I mention Haggard, because "Behold the Dawn" very quickly brought his medieval book "The Brethren" to mind. Coming from me, considering BTD to be similar to one of his works is a huge compliment to Weiland.
The setting to BTD felt gritty and authentic. It was hot, sweaty, dusty, and bloody. I did occasionally have a hard time picturing the landscape, but the characters were often on the move, thus leading to ever-changing landscape.
The characters; such a fantastic cast of characters. Some grew more than others over the story (I fell in love with the sidekick), while others were consistent, providing a balance and steadiness that kept the others in line. The protagonists were appropriately human, they felt fear, anger, hurt, betrayal, guilt, etc. You felt what the characters felt very deeply.
The villains! Aha! One of the only things that can make a good set of protagonists even better is an equally well-written cast of villains. Weiland did a masterful job at this. I shivered and despised these villains more than I do for most writers. Well done!
This book was wonderfully lengthy, I appreciate it when a writer values their readers enough to give a very long book. There is just a depth of entering into the story that cannot happen in shorter titles. Also, there were moments in this book that could have been handled with far less class, but thankfully, Weiland is a classy writer. I appreciated the way she handled a few subjects with dignity and grace.
My one critique of this book was that during the fighting scenes, I was often confused as to who was standing where, and how the action went down. I had to reread those scenes and play them through in my mind. It is not a major hindrance however, and everything else was well done.
At one point in this book, Weiland put in a "plot twist" of sorts that angered and saddened me deeply. I took to social media to complain, and like the mature adult that I am, I took a break from reading the book. Before, I mentioned how much BTD reminded me of Sir Rider Haggard's "The Brethren". Amusingly enough, the same thing happened to me years ago when I read TB. I was convinced something terrible had happened. In agony, I threw the book down and began to cry. I had invested far too much of my soul into that story to see it end so. My brother picked up the source of my sorrow and read a few pages past where I had stopped. "Keep reading." He said.
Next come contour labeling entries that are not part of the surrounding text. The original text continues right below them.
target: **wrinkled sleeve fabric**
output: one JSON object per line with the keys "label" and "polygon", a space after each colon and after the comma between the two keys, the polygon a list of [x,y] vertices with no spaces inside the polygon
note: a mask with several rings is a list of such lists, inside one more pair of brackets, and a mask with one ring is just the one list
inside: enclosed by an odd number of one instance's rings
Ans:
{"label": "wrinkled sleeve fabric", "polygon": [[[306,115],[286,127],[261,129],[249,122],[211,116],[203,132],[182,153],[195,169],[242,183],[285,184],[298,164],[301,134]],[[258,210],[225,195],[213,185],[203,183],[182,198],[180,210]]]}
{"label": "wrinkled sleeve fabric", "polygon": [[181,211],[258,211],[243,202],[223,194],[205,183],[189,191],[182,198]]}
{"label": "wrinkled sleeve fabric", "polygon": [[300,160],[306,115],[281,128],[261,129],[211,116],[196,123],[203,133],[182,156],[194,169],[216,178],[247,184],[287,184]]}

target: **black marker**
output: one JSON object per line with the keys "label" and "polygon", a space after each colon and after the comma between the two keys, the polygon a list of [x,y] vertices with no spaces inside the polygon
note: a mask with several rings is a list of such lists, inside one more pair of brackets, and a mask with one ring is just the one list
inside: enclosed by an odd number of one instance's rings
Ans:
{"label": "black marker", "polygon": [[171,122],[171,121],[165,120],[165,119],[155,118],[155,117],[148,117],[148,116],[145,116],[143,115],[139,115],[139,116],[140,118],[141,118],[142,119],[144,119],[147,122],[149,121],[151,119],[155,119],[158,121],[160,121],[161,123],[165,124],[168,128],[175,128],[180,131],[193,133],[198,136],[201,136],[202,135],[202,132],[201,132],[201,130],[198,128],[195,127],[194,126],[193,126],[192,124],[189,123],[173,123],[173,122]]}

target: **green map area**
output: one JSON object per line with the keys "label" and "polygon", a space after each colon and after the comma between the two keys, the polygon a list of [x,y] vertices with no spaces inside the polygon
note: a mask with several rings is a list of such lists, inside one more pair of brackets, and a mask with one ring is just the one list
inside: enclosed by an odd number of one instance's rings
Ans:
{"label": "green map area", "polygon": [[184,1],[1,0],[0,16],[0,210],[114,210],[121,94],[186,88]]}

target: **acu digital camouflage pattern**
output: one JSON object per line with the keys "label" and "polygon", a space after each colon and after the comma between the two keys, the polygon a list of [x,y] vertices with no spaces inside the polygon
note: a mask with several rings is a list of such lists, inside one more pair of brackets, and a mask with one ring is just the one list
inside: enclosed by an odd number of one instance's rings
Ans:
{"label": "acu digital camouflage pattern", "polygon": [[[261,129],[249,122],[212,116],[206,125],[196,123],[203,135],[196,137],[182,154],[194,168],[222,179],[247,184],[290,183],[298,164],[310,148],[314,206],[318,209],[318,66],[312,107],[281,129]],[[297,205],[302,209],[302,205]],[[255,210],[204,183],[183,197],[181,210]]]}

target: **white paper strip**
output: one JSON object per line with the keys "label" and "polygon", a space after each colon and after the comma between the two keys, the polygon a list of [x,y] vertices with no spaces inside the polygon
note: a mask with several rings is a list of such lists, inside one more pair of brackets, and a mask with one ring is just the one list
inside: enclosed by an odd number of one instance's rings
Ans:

I did, and sheepishly discovered that all was in fact well, and I had merely thrown in the towel too early. I bring this story up, because I literally did the exact same thing with Behold the Dawn. That "plot twist" that left me outraged? Aha, ha, ahem....keep reading.
A satisfying ending, should Weiland ever do a follow-up book featuring the same characters, or perhaps starring the sidekick (I'm rooting for Option 2), I will eagerly devour it. I recommend this book to fans of historical fiction, sweet romances, and redemption.